Who would like to freeze? As I write these lines, it is -7 degrees outside—and 21 degrees inside. Sure, prices for gas and electricity have skyrocketed like so many other things. This affected a lot of people in our country. They need to be helped, and urgently! It's not that my family and I are unaffected or burdened by it. But you can do a few things yourself so that the prices don't hit you with full force: Changing the thermostats in our home to smart controllers has led to a reduction in energy consumption of over 30% for us.
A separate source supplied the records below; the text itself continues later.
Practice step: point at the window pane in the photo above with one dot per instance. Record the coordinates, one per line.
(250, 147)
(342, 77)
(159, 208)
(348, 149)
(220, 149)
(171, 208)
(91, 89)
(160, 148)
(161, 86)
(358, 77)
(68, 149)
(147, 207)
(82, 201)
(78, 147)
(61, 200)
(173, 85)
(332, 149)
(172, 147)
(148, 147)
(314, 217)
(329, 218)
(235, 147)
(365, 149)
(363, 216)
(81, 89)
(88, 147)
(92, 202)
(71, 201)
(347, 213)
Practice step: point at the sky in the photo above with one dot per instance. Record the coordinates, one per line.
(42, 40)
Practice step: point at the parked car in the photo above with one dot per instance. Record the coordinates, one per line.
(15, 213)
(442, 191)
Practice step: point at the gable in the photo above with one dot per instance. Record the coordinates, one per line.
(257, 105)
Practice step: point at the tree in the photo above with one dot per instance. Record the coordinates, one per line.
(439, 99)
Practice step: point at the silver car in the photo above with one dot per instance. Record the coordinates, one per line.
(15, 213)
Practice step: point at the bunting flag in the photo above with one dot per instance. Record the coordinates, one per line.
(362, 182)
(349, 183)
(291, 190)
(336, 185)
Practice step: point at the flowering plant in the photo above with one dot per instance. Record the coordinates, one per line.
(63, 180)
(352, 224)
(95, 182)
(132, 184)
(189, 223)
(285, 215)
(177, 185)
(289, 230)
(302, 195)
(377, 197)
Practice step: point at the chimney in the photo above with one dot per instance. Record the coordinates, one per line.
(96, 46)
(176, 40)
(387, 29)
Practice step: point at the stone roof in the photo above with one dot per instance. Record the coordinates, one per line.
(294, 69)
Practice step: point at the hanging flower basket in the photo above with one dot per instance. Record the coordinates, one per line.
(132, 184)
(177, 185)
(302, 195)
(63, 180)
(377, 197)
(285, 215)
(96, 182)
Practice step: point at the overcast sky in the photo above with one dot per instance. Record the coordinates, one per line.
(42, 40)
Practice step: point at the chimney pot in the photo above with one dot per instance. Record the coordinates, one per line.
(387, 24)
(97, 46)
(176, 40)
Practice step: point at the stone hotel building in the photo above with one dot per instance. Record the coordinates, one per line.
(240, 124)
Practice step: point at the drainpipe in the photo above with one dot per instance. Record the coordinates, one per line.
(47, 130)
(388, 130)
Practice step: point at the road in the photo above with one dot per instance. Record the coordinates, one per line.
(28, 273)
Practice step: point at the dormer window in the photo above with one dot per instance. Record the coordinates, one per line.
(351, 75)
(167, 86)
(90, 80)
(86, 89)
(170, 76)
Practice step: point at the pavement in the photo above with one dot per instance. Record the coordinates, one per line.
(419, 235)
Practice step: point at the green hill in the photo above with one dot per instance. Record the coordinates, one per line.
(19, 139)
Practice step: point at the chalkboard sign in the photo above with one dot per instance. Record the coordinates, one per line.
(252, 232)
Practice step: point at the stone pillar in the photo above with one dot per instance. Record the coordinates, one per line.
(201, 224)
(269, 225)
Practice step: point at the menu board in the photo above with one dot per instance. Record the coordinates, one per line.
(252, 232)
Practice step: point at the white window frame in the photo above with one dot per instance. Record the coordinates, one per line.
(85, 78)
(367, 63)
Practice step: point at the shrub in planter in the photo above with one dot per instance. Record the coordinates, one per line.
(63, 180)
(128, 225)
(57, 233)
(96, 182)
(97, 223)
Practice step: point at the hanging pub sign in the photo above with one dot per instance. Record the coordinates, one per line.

Yet at the same time, not far from here, a war is raging in which people have had their lives, their loved ones, the roofs over their heads, their jobs, and their prospects cruelly taken away.

But what these people have not lost is their courage, their hope, and their sense of cohesion.

I don't want to say now that we can copy these qualities. That would be dangerously presumptuous. However, I think we should still keep in mind that, despite all the problems, we are much better off than probably millions of Ukrainians are right now.

The entire NextPit team wishes you and your families a Merry Christmas, good luck, and health, and for all of us soon: peace! It doesn't have to be a golden decade, but a little peace and contentment would be a nice start.